Une majorité des Français (58%) sont opposés au plan Macron pour "moderniser" le code du travail, selon un sondage Viavoice pour Libération daté de ce lundi 18. Ils sont même plus nombreux encore à y voir un outil de précarisation, 68% estimant qu'il favorisera les licenciements et 60% augmentera la précarité tour court.

"Victoire!" pourrait crier la gauche, dont les sympathisants sont les plus critiques. De là à y voir un tremplin pour se remobiliser après une présidentielle où tous ses représentants ont échoué au premier tour, ou alors un terreau de grévistes et de manifestants potentiels de nature à faire plier l'exécutif, il y a toutefois un (grand) pas.
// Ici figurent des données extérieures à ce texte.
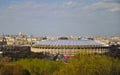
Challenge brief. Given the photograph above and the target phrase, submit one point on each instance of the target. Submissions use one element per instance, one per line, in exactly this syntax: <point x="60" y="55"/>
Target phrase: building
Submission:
<point x="70" y="47"/>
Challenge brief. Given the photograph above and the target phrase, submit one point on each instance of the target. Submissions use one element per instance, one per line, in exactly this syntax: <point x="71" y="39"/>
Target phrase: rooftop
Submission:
<point x="70" y="42"/>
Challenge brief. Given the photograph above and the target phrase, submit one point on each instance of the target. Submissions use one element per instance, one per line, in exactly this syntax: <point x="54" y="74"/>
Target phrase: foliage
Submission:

Car plutôt que de mettre leurs forces en commun pour tenter de mobiliser les mécontents, le patron de la France insoumise et celui du PCF semblent plus occupés à se disputer le leadership d'une masse encore putative.

Cédant  à la tentation des piques et autres petites phrases, à l'image de ce week-end de Fête de l'Humanité au cours duquel leurs bisbilles ont largement alimenté la chronique, Mélenchon et Laurent semblent ainsi avoir fait le choix de tenter de "tuer" l'adversaire avant de développer leur assise dans l'opinion. Logique? Basique du moins, si l'on considère que la politique est une affaire de calculs. Jean-Luc Mélenchon ne répète-t-il pas à l'envie que si Hamon n'avait pas été candidat à la présidentielle il l'aurait emporté, présumant ainsi que les voix PS se seraient mathématiquement ajoutées aux siennes?

Le PC a déjà survécu, tant bien que mal, aux attaques du PS; survivra-t-il à celles de la France insoumise? L'avenir le dira. Tout comme il permettra de savoir si le choix stratégique de Mélenchon était le bon. En attendant, la lutte contre la loi Travail d'Emmanuel Macron est orpheline d'un leadership politique qui laisse aux syndicats seuls -et divisés- le soin de mener la bataille. Un point faible que le nouveau président semble bien avoir identifié et être déterminé à exploiter, tant il a multiplié et fait multiplier les annonces de réformes. Et promis qu'elles se feraient rapidement.

Jean-Luc Mélenchon et Pierre Laurent se sont écharpés par médias interposés tout le long de ce week-end de Fête de l'Humanité.